An error is the current output.

Expected Output:

I expect the model to run and return a stanfit object.

RStan Version:

The version of RStan you are running: 2.19.2, GitRev: 2e1f913d3ca3

R Version:

The version of R you are running: 3.6.1 (2019-07-05)

Operating System:

Your operating system: Windows 10 x64

billdenney commented 5 years ago

Thanks to some further investigation by @wlandau, he found that a class was being defined during sampling. I believe that the issue is related to the following lines:

https://github.com/stan-dev/rstan/blob/98fa82efee6320adae1289eeb9566ec60f6d6c99/rstan3/R/AllClass.R#L209-L210

Given that the class is defined to be named as a md5, I do assume that it can't be defined in advance. But, could the class be placed into a model-specific namespace instead of the global namespace?

mcol commented 5 years ago

I think the error is somewhere else, as the rstan3 code is not used in the current package. You should look instead under rstan/rstan.

A quick search for .GlobalEnv or globalenv() didn't reveal any obvious culprit to me (the places I found were used for reading from rather than writing to), but I don't really know the internals, so that writing to the global namespace may happen somewhere else.
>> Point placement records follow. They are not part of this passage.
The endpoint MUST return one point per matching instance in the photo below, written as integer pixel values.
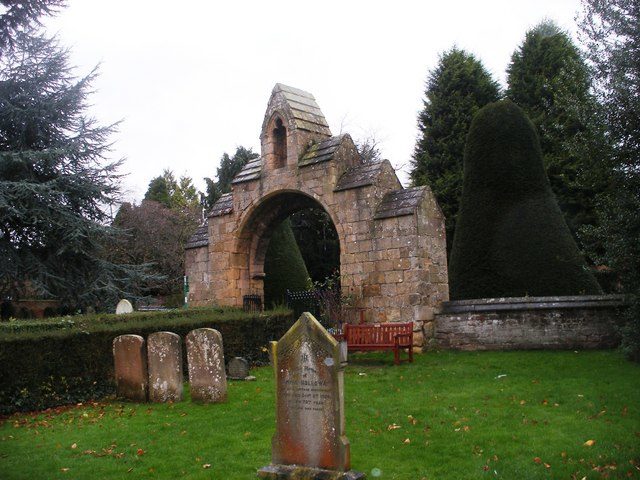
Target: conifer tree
(610, 31)
(456, 90)
(549, 80)
(56, 184)
(511, 239)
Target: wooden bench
(379, 336)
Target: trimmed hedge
(511, 239)
(42, 369)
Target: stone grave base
(295, 472)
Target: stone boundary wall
(577, 322)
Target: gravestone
(124, 306)
(164, 354)
(309, 442)
(130, 360)
(238, 368)
(205, 359)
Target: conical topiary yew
(511, 239)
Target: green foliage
(284, 267)
(318, 241)
(511, 239)
(16, 16)
(226, 172)
(55, 182)
(476, 412)
(67, 360)
(456, 90)
(549, 80)
(610, 31)
(155, 236)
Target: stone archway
(392, 239)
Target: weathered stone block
(205, 359)
(130, 359)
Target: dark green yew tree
(549, 80)
(56, 185)
(284, 267)
(511, 239)
(456, 90)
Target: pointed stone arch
(392, 240)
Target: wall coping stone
(532, 303)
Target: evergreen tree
(511, 239)
(318, 241)
(284, 267)
(610, 31)
(180, 195)
(226, 172)
(549, 80)
(55, 182)
(155, 236)
(18, 16)
(456, 90)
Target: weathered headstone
(164, 354)
(205, 358)
(130, 359)
(309, 442)
(124, 306)
(238, 368)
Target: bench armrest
(407, 336)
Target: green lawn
(449, 415)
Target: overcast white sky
(191, 79)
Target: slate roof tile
(400, 202)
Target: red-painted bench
(380, 336)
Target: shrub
(511, 238)
(66, 364)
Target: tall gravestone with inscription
(309, 442)
(205, 359)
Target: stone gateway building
(392, 239)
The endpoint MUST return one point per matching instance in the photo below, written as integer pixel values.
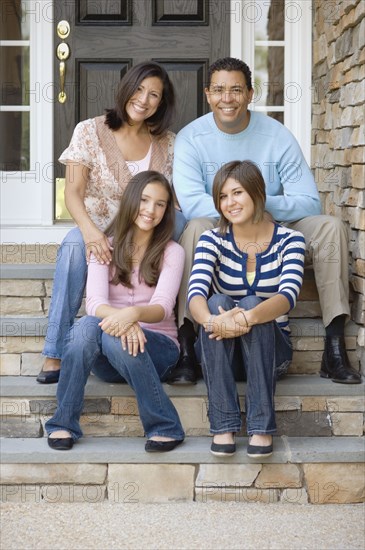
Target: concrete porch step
(305, 406)
(301, 470)
(22, 340)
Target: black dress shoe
(184, 373)
(223, 449)
(161, 446)
(258, 451)
(60, 444)
(336, 364)
(48, 376)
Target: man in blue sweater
(232, 132)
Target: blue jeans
(265, 354)
(68, 290)
(69, 284)
(88, 348)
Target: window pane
(14, 20)
(14, 141)
(269, 75)
(269, 19)
(277, 116)
(14, 75)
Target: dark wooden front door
(106, 37)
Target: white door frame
(27, 197)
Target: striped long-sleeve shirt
(220, 267)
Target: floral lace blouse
(93, 145)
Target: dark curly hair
(230, 64)
(161, 120)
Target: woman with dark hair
(246, 277)
(129, 333)
(103, 155)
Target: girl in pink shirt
(129, 333)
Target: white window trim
(27, 197)
(298, 57)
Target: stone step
(22, 340)
(27, 289)
(301, 470)
(305, 406)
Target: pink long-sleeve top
(100, 291)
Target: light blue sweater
(201, 149)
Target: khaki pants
(326, 240)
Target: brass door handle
(63, 53)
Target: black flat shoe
(48, 376)
(161, 446)
(223, 449)
(184, 373)
(258, 451)
(60, 444)
(335, 362)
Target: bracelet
(244, 316)
(209, 324)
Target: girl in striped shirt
(246, 277)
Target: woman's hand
(134, 340)
(98, 244)
(118, 323)
(228, 324)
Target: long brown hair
(248, 175)
(122, 229)
(162, 118)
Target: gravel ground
(178, 526)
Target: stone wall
(338, 137)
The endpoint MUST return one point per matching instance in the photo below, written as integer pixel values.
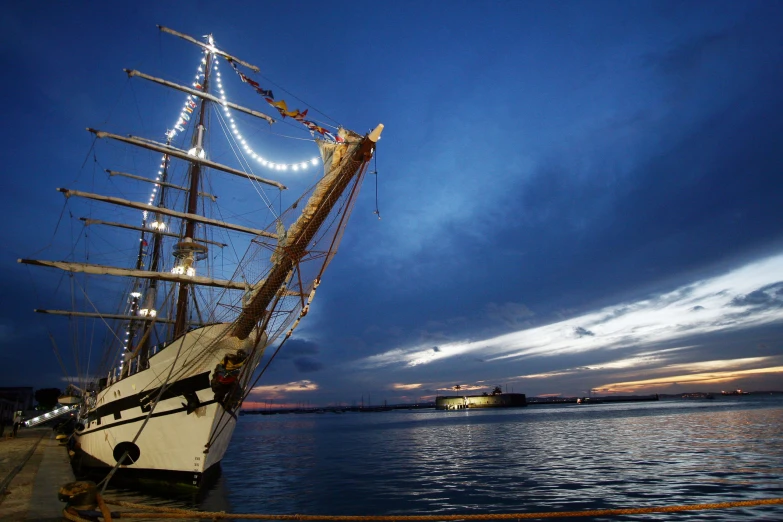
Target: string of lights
(302, 165)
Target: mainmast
(187, 251)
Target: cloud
(299, 347)
(581, 332)
(276, 391)
(511, 314)
(709, 377)
(691, 54)
(399, 386)
(653, 320)
(307, 365)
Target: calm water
(540, 458)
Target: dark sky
(575, 196)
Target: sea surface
(523, 460)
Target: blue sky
(573, 196)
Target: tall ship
(185, 345)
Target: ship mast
(187, 251)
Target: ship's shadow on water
(529, 460)
(152, 491)
(534, 459)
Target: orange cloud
(398, 386)
(694, 378)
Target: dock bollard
(82, 494)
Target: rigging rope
(161, 512)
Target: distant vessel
(182, 355)
(500, 400)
billdenney commented 5 years ago

I think that I traced the issue to this line:

https://github.com/stan-dev/rstan/blob/04b4210af576a35f0b2812fe1dd616a2834b020f/rstan/rstan/R/stanmodel-class.R#L104

If I am following the rest of the error trace (https://github.com/ropensci/drake/issues/960#issuecomment-544301968), this relates to loading an Rcpp shared library and being able to access shared library. The assignment to the global environment appears to happen via Rcpp, but I wonder if it can be avoided in some way?

bgoodri commented 4 years ago

I am not sure. That is really old code, and I'm not sure what the reasons were for putting the module into the global environment, but Rcpp Modules are pretty fragile.